Any dermatologist will tell you that sunscreen should be a must-have year-round, but especially during the summer months.This topical product Protects skin from ultraviolet (UV) radiation It’s useful to always have a bottle in your handbag, beach bag, or car as it contains physical blockers that reflect or absorb UV rays. Despite the fact that sunscreen is a necessity, many myths persist about how and if the product works.
“Sunscreen is important to prevent sunburn, premature aging of the skinand Reduces the risk of skin cancer. A must for any skin type,” explains the dermatologist. Doctor.Divya Shokeen. Studies show that wearing SPF 15 or higher daily reduces the risk of developing squamous cell carcinoma. Second most common cause of skin cancer) by approximately 40% and reduces the risk of melanoma by 50%. However, the American Academy of Dermatology recommends using a sunscreen with SPF 30 or higher daily.
Proper application and reapplication of sunscreen is critical to reaping all of these SPF benefits. Below, a dermatologist debunks common myths and misconceptions about this must-have skin care product, and explains exactly how to do it.
Myth 1: You only need sunscreen on sunny days
If you look outside on a cloudy day and think, “I don’t think I’m wearing enough sunscreen today,” think again. “UV rays can be harmful even on cloudy days. Up to 80% of UV rays pass through clouds.So it’s important to apply sunscreen every day, regardless of the weather,” says Shokeen.
Dermatologist Dr. Brendan Camp says it’s a mistake to say you don’t need to wear sunscreen indoors. “Windows allow UVA rays to pass through, which can damage dermal structural proteins such as collagen and elastin, causing sunburn,” he explains.Rain or shine, indoors or out, you need Apply (and reapply) that SPF.
Myth 2: All sunscreens are ‘toxic’
“Sunscreens undergo rigorous safety testing and must meet regulations before they are approved for use,” says Shokeen. “The ingredients used in sunscreens have been evaluated by regulatory agencies and deemed safe.” If you prefer a more “natural” product, look for sunscreens that contain zinc oxide or titanium dioxide. she recommends.
Myth 3: One application of sunscreen is enough for the day
Many people apply sunscreen in the morning and that’s the end of the day, but Shokeen says we need to reapply more often. “Sunscreen should be applied liberally and evenly at least 15 to 30 minutes before sun exposure. Or reapply after sweating or right after swimming,” she says.
Myth 4: Higher SPF Provides Longer Protection
The term “SPF” stands for Sun Protection Factor and indicates how well it protects against UVB rays. Types of rays that cause sunburn. “SPF 30 provides plenty of protection, blocking about 97% of UVB rays, but a higher SPF only slightly increases protection,” he says. “Frequent reapplication of sunscreen is still necessary regardless of SPF level.”
Myth 5: Sunscreen never expires
Sunscreen has the same expiry date as food and cosmetics. “Check the expiration date on your sunscreen. An expired sunscreen can change its consistency and degrade its active ingredients over time, which can affect the effectiveness of your product.” says Camp.
Sunscreens generally last for about 3 years.
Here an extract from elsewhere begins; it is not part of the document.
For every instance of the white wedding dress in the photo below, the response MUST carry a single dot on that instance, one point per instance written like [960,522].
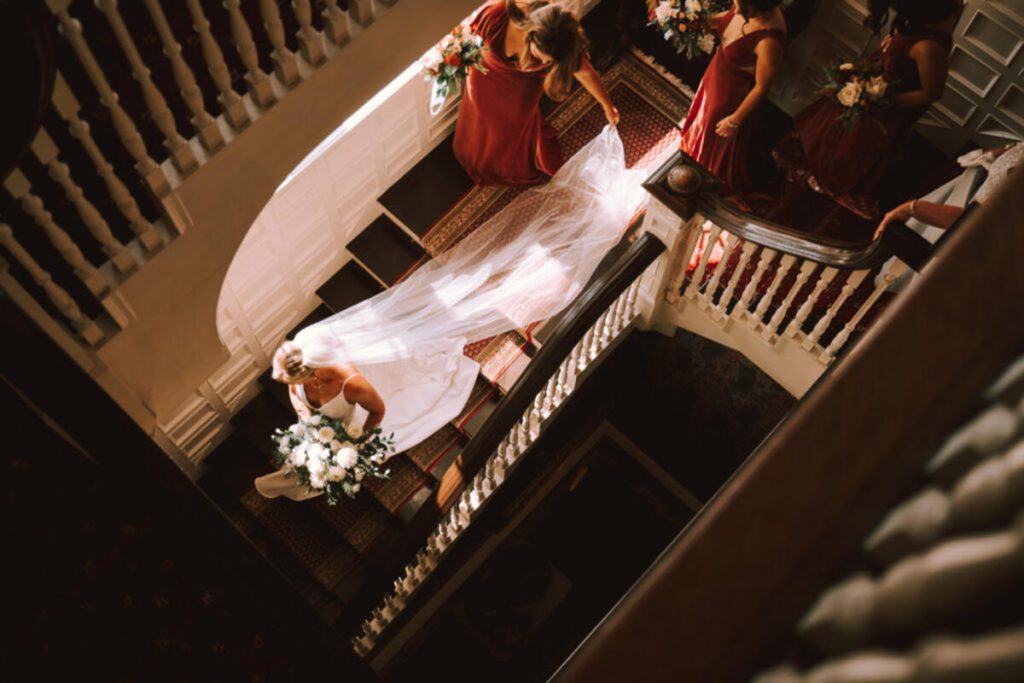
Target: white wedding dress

Many bottles have a designation such as “12M” or “18M” to indicate how long the product will last after opening. Some have a small barcode or icon that indicates the expiration date.
Myth 6: Some sunscreens are waterproof
“There is no water-resistant sunscreen,” says Camp. “American Academy of Dermatology” We recommend using a water-resistant sunscreen. Water resistance means how long the sunscreen lasts on wet skin. ” Sunscreen should be reapplied after sweating or swimming, whether it is “water resistant” or not.
Myth 7: Sunscreen is all you need to protect yourself from the sun
Sunscreen is certainly essential, but it’s not the only way to protect yourself from the sun’s rays. “There is no sunscreen that protects him 100 percent from UV rays,” Dr. Camp says. “Compliment his use of sunscreen with sunglasses, a wide-brimmed hat, UPF clothing, and he avoids the sun during peak hours of the day (10am to 4pm).”
An annual skin check is also an important part of your sunscreen routine. “Regular skin checks and visits to a dermatologist are also important for early detection of skin changes and abnormalities. Taking these proactive steps will help maintain healthy skin and prevent sun damage. It helps reduce the risk of skin cancer and skin cancer,” says Shokeen.